I like to think of myself as an intelligent women that I can figure most things out and follow straight forward instructions? Mmm well since setting up my blog I have entered a mind field of technology which may as well be in a foreign language! So I drafted in my brother-in-law to help me he is so technology savvy he made it look so simple I almost felt embarrassed – and whilst I’m on the subject of family I have also drafted in my Husband as my editor, I write, he edits.. It certainly beats paying an editor £££s to do it for you! However the down side of having a free editor on board is that you are constantly reminded of your grammatical errors on a regular basis! And during my excitement to pen my story I have to admit to making a few…

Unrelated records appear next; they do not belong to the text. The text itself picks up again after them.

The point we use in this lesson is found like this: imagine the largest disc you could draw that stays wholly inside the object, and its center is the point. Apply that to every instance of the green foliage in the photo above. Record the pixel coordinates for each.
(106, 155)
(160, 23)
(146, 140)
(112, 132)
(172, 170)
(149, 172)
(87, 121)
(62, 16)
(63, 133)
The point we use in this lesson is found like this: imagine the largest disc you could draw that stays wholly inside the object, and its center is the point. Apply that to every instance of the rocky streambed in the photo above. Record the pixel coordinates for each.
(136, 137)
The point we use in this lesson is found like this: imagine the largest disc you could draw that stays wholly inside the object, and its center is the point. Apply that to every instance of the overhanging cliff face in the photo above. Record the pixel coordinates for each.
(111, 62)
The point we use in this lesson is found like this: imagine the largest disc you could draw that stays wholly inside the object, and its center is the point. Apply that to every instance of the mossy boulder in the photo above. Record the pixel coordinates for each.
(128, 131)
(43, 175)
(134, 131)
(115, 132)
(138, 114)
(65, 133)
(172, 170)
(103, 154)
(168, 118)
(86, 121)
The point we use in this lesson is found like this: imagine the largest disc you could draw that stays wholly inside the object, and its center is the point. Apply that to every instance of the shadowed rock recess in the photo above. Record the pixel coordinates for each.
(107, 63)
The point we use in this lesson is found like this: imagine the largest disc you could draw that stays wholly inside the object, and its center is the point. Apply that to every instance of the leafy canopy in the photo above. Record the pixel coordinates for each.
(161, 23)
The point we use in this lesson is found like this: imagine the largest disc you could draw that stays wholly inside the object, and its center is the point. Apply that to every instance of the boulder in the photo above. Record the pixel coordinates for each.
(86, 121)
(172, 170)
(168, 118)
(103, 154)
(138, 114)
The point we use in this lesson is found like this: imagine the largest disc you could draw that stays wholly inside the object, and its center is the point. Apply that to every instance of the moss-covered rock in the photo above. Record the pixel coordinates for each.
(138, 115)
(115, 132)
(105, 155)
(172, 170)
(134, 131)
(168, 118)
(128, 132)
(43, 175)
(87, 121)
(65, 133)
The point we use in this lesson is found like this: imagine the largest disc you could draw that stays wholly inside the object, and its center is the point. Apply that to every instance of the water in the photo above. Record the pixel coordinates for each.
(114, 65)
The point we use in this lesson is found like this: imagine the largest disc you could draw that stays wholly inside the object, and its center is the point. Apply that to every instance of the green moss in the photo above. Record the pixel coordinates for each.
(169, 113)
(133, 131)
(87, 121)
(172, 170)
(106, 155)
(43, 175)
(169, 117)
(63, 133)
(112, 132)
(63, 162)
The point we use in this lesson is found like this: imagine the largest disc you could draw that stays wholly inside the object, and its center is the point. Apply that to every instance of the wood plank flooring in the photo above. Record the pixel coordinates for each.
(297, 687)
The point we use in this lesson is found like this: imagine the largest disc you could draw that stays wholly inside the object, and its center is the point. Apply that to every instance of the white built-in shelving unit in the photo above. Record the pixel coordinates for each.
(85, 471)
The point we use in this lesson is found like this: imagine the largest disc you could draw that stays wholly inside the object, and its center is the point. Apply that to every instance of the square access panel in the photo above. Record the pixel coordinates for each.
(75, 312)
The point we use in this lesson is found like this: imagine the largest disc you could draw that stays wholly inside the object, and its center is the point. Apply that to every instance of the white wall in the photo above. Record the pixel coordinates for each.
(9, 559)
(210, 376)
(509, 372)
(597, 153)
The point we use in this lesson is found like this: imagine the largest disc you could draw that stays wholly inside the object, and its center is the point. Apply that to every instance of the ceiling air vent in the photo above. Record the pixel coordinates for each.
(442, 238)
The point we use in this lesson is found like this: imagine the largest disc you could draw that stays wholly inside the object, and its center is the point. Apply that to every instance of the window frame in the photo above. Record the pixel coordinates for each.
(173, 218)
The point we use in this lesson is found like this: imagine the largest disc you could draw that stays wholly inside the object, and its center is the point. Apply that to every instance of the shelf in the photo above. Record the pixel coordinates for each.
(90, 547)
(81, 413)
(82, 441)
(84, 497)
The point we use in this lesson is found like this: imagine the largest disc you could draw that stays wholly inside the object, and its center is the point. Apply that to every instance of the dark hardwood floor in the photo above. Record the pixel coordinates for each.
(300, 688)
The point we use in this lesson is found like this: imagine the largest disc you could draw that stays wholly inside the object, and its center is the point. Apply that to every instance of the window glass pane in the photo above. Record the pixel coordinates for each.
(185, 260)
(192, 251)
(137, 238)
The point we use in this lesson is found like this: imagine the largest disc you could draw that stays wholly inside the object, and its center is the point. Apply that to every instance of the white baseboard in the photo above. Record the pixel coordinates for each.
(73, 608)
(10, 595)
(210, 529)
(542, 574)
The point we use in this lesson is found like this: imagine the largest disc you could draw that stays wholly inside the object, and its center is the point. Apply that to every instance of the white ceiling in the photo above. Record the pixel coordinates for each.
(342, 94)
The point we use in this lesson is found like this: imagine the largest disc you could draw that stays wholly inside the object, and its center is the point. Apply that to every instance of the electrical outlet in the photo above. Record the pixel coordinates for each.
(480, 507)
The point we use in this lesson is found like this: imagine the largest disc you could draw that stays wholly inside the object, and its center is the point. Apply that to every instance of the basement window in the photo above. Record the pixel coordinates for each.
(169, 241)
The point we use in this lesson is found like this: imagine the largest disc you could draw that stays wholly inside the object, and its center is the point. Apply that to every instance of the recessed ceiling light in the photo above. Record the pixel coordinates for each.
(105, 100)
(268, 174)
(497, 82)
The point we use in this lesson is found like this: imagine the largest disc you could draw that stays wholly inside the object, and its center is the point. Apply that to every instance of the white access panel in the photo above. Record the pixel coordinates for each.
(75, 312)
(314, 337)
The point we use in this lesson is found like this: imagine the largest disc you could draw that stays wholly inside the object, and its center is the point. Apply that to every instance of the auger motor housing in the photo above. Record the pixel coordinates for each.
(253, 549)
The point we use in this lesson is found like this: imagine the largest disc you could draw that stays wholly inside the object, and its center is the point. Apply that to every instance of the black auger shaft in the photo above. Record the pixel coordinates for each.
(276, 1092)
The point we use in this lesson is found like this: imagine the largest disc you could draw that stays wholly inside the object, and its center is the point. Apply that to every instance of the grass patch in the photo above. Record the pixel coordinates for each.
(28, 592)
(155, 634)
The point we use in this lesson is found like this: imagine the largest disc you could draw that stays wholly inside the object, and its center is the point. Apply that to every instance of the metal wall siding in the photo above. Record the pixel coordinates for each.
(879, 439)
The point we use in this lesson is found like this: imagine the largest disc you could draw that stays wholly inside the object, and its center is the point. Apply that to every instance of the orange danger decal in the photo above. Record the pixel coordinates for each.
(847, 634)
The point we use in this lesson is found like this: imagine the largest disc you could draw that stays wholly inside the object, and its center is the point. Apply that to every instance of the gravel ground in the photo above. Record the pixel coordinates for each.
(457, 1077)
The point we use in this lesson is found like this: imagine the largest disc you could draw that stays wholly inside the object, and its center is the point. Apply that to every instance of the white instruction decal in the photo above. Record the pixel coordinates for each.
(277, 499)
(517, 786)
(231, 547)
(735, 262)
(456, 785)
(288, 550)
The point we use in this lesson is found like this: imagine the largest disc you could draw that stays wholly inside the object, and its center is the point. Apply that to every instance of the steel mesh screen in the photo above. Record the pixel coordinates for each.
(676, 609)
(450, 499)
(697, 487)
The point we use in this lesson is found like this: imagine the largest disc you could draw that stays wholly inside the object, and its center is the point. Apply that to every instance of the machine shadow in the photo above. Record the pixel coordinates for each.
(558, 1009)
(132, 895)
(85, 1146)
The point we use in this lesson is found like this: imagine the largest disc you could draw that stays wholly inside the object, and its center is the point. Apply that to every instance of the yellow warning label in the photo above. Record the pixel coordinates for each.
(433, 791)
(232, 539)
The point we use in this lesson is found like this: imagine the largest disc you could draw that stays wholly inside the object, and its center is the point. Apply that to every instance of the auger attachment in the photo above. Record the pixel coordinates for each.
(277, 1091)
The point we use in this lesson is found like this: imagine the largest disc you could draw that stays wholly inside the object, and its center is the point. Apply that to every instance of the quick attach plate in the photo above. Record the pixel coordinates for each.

… but I am sure I’m not alone in this? I do get very carried away the more excited I get the faster I type and the more errors appear! But these are just details which can be corrected anytime, my memory however cannot!  Hence when I need to write, I have to write incase my memory fails me which it often does, yes I should write my thoughts down more often, (very difficult when your in the park with your child or supervising a play date!) My final thought goes to all those who have been affected by the earth quake in America today. Well I will sign off for the day now good night and sleep well.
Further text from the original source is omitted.